岩波文庫版『モンテ・クリスト伯』は、実に面白い。
感慨深い話が、わんさかつまっている。
昨日読んだのは、主人公のダンテスが獄中でファリア司祭と出会うシーンだった。

ダンテスが無実の罪で投獄されて6年目、絶望から自殺を決意し、断食しはじめる。
だんだん弱ってきた彼は目がかすみ、聴覚だけは鋭くなる。
すると壁の向こうで何かを削るような音が聞き分けられるようになる。
どこかの部屋の囚人が壁石を削っているのではないかと思った。
俄然 希望を取り戻したダンテスは自分も壁掘りに着手。
幾日も幾日も削り続けると固い障害物にぶつかりダンテスは絶望の声をあげた。
すると壁底から「絶望を口にしているものは誰だ?」という声がした。
声の主は、監守から「気違い司祭」と呼ばれる男だった。
司祭とダンテスは各々の壁床を貫通させ行き来できるようにした。
司祭は、ダンテスが投獄されるよりずっと長くここにして、毎日壁を削っていたという。
司祭は、壁を削る道具 ( のみ・やっとこ・てこ等 ) も、ペンも、ノートも、蝋燭も、針も、ロープも全部持っている。それらはみな食糧や衣服から作り上げた物だという。
ダンテスは、彼がどんなことを考え精神力を保っていたのか不思議に思った。
と同時に、こんなに機智に富む魅力的な人物が、自由の身であったら、どんなことをされただろうと感動する。
すると司祭は言う。
「なにもできなかったことだろうよ。このはち切れそうな頭にしても、くだらないことのために発散してしまっただろ。人智のなかにかくれているふしぎな鉱脈を掘るためには、不幸というものが必要なのだ。火薬を爆発させるには圧力がいる。監獄生活というやつは、ほうぼうに散らばっていたわしの才能を一つの点に集めてくれた。才能は、狭い領域でぶつかり合った。そして、ご存知のことと思うが、雲がぶつかると電気ができる。電気からは火花が出る。・・・」
p.293
無学のダンテスは、司祭から色々な知識や考え方を学ぶ。
驚くべく記憶力と素晴らしい理解力を持ったダンテスは真綿が水を吸うように学問を語学を作法を吸収していった。
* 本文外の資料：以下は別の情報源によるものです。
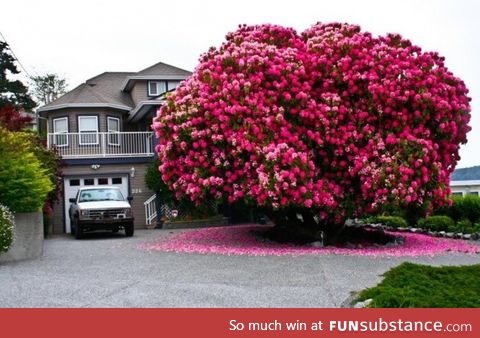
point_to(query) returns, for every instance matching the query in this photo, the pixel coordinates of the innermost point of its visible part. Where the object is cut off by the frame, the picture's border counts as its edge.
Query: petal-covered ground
(241, 240)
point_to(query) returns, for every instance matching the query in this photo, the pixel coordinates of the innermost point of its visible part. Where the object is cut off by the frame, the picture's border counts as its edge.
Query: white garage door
(72, 184)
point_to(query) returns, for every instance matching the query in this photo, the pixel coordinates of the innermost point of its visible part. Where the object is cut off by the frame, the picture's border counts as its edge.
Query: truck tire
(78, 229)
(129, 230)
それまで自分に欠けていた優雅な礼節、貴族的な身のこなしも、見事わがものにした。
やがて二人は脱獄を計画するが、司祭はダンテスに《人は殺してはならない》と戒める。
これがその時の問答である。
「何故あなたは、ある晩テーブルの脚で獄丁をなぐり殺し、その着物を着て脱走しようとしなかった?」
「考えつかなかったまでなのです」と、ダンテスは言った。
「それはあなたが、そうした罪を犯すことを本能的に怖れていたからのことなのだ。それをすることを、考えられないほど怖れていたからのことなのだ」と、老人は言った。
「たといそれが、ごくつまらない、やってのけてかまわないようなことであっても、われわれの自然の本能は、われわれが、それをやっていいことからそれないようにいつも見張っていてくれる。生まれながらに血を見るのが好きな虎の場合を見るといい。それが性質でもあり目的でもある虎にとっては、ちょっとしてきっかけさえあれば充分なのだ。鼻の動きが、自分の手近に獲物のいることを教えてくれる。すると虎は、たちまたそれに飛びかかる。それに躍りかかって引き裂いてしまう。これが虎の本能だ。そして、虎は、そうした本能に従うのだ。ところが、人間は逆に血を嫌う。人殺しを厭と思わせるもの、それは社会の掟の結果とは違う。自然の掟にほかならないのだ」
p.283
ダンテスはその一言一言を胆に銘じた。
後年 彼が自分を貶めた者に復讐する時《殺人》という手段を用いなかったのは、この時の司祭の教えを守ったからだろうと私は思った。
本日の昼ごはん 2025年01月13日
ナポリタン

ずっと箱買いしていた業務用のスパゲティの値段が高騰し、販売中止になってしまった。

仕方なく市販の、もちもち食感とうたわれる商品を使ってみたら、とても口に合わない。
全くこしがなく うどんのような食感で甘さも風味も全くない。
今はやりのモチモチとはこういうものなのか、と悲しくなる。
新製品はまだ3袋あるのだが、どう消費したものか困っている。
本日の夜ごはん 2025年01月13日

ひじきとクレソンのサラダ


肉をモリモリ食べたくなる時は、スペアリブ

OHAYO の杏仁豆腐はとても美味しい。
杏仁豆腐だけれどパンナコッタのようでもある。

そういえばこれもOHAYO 製品だったな。
これも大変好きです

買ってきて間違えて冷蔵庫に入れておいたら、ドロドロになってしまった。
2個目は急いで冷凍しなおしたら復活しました。